By issuing their own digital currencies, central banks can act as a bridge for private sector money flows and streamline settlement, Amamiya said.
All the same, such a practice could also stifle private-sector financial innovation and draw money away from deposits at commercial banks if they succeed in issuing low-cost digital currencies, he said.
“When countries consider issuing central bank digital currencies, they must conduct a comprehensive study on how it affects their settlement and financial systems,” Amamiya said in a speech in Tokyo on Japan’s settlement system.
Some emerging economies are looking seriously at issuing central bank digital currencies (CBDC) because of the need to counter money laundering or to deal with a lack of resilient financial infrastructure.
Japan and many other advanced economies do not face such problems that require them to immediately issue CBDCs, he said.

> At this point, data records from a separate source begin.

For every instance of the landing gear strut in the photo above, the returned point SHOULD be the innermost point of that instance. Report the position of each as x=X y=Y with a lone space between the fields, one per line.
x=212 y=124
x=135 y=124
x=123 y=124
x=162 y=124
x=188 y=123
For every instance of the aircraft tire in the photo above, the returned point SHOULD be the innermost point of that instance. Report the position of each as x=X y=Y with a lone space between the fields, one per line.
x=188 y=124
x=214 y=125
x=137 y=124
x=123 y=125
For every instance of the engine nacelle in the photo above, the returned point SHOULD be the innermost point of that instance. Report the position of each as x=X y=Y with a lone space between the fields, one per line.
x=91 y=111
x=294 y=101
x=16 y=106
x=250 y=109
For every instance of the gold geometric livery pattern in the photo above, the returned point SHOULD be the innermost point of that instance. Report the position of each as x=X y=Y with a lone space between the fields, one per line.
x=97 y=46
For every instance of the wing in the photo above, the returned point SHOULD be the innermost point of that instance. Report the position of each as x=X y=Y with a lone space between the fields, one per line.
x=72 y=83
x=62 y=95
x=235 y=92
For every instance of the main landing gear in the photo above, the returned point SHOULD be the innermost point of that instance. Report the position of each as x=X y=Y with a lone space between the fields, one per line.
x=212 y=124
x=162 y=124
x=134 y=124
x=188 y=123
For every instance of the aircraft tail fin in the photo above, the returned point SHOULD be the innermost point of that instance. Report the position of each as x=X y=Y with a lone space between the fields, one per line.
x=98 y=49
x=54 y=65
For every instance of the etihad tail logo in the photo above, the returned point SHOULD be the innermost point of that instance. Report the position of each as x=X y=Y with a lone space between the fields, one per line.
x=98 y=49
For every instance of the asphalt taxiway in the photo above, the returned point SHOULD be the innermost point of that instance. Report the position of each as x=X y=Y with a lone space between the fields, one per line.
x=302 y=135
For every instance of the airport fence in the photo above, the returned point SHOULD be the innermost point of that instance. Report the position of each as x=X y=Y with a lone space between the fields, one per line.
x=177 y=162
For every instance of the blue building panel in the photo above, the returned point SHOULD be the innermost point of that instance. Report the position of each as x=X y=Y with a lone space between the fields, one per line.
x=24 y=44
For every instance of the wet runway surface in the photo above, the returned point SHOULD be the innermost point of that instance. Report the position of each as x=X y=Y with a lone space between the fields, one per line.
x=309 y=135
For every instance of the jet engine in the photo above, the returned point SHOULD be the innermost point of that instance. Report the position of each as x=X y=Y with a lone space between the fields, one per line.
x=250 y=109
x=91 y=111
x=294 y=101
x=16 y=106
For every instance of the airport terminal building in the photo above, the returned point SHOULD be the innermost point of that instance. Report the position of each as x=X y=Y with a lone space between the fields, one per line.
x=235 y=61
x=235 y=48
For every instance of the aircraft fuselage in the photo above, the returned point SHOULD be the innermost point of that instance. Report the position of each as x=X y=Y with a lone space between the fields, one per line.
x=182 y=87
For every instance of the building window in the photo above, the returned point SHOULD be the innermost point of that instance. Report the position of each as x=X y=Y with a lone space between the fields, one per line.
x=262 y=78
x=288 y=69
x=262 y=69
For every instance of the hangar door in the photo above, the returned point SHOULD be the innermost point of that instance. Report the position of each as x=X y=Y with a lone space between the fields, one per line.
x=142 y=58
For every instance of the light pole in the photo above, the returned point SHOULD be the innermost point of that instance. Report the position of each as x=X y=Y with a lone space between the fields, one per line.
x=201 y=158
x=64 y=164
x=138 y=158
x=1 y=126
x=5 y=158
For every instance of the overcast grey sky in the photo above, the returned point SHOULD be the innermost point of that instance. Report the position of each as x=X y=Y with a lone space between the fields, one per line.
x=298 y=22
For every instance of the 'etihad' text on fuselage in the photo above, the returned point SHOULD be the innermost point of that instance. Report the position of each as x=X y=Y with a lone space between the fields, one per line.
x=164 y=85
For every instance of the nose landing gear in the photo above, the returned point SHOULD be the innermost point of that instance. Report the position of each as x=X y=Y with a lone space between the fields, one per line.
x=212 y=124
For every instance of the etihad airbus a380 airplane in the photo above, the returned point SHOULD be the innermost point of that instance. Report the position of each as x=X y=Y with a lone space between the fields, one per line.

“Unlike emerging economies, we cannot and should not jump immediately” towards issuing CBDCs, Amamiya said.
The current stance among advanced economies is to deal with money laundering through regulations and oversight – rather than issuing CBDCs, he said.
Still, the BOJ will set up a team within the bank looking into CBDCs and work closely with its overseas counterparts on the topic, Amamiya said.
Facebook’s (FB.O) push to launch its Libra cryptocurrency has prodded central banks to fast-track reviews of issuing digital currencies.
The central banks of Britain, the euro zone, Japan, Canada, Sweden and Switzerland last month announced a plan to share experiences to look at the case for issuing digital currencies, amid a growing debate over the future of money.